Signals and targets underlying mechanisms for neurovascular coupling in the brain

大脑神经血管耦合的信号和目标潜在机制

• 批准号: 7841408
• 负责人: JESSICA A FILOSA
• 金额: $ 23.79万
• 依托单位: AUGUSTA UNIVERSITY
• 依托单位国家: 美国
• 财政年份: 2009
• 资助国家: 美国
• 起止时间: 2009-09-01 至 2012-08-31
• 项目状态: 已结题
• 来源: https://reporter.nih.gov/project-details/7841408
• 关键词: Acids; Address; Affect; Arts; Astrocytes; Blood Vessels; Brain; Calcium; Calcium-Activated Potassium Channel; Cells; Cerebral cortex; Cerebrovascular Circulation; Cerebrum; Chronic; Communication; Coupling; Disease; Event; Glucose; Glutamates; Health; Hyperemia; Hypertension; Ions; Learning; Light; Link; Mediating; Mediator of activation protein; Metabolic; Microcirculation; Migraine; Muscle Cells; Nature; Neuroglia; Neurons; Neurotransmitters; Oxygen; Pathology; Pattern; Physiological; Potassium; Potassium Channel; Preparation; Process; Production; Property; Rattus; Research Personnel; Signal Pathway; Signal Transduction; Slice; Smooth Muscle Myocytes; Stroke; Synapses; Vasodilation; Vasodilator Agents; Work; arteriole; cell type; extracellular; gamma-Aminobutyric Acid; innovation; insight; intercellular communication; large-conductance calcium-activated potassium channels; multidisciplinary; neurovascular unit; programs; relating to nervous system; response; spreading depression; vasoconstriction

DESCRIPTION (provided by the applicant): The main focus of this study is to characterize the cellular mechanisms underlying functional hyperemia in the cerebral cortex. Functional hyperemia occus as a function of the communication between neurons, astrocytes and the cerebral microcirculation. Disturbances in the signaling pathways leading to the proper hyperemic response have been linked to a number of pathologies including hypertension, stroke, migraine, and spreading depression, to mention a few. Although functional hyperemia occurs within seconds, the underlying mechanisms mediating such rapid signaling response are still to be defined. This project will address three major aims: First, to determine if astrocytes are intermediaries in neurovascular coupling (Aim 1). Second, to determine if the mechanism by which astrocytes communicate with parenchymal arterioles, to induce vasodilation, results from the rapid activation of Ca2+-activated K+ (BK) channels and the release of K+ into the narrow space between the astrocytic endfoot and vascular cells. Also to determine if epoxyeicosatrienoic acids contribute to the activation of BK channels in the astrocytic endfeet amplifying the signaling communication between astrocytes and blood vessels (Aim 2). Third, to determine if both functional and structural alterations occur in the neurovascular unit during hypertension (Aim 3).
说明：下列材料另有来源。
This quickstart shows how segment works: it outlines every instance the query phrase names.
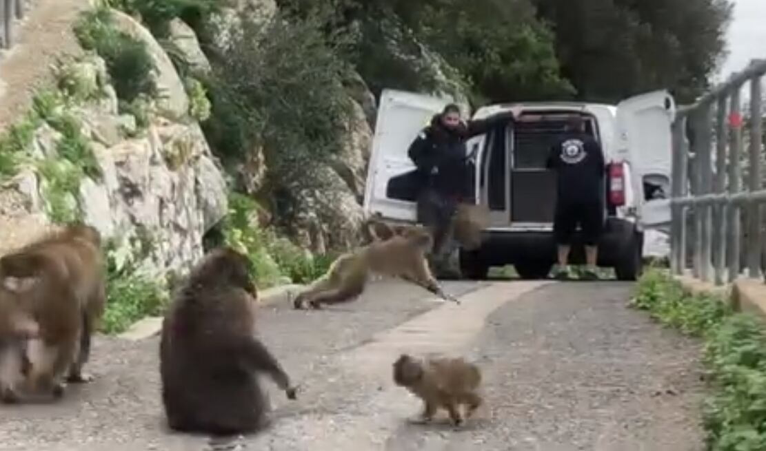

We hypothesize that following neuronal stimulation, the rise in intracellular Ca2+ in the astrocytes activated BK channels in astrocytic endfeet resulting in the rapid release of K+ (a strong vasodilator) in the space between the endfoot and the vascular cells. The rise in Ca2+ also increases the production of epoxyeicosatrienoic acids which act on BK channels in the astrocytic endfeet further activating these channels. Because functional and anatomical changes in neurons, asttrocytes and parenchymal arterioles are linked to one another, an understanding of the modes of communication within the neural-glial-vascular network under physiological conditions will provide insights on pathologies, such as hypertension, which affect one or more of these three cellular components constituting the neurovascular unit.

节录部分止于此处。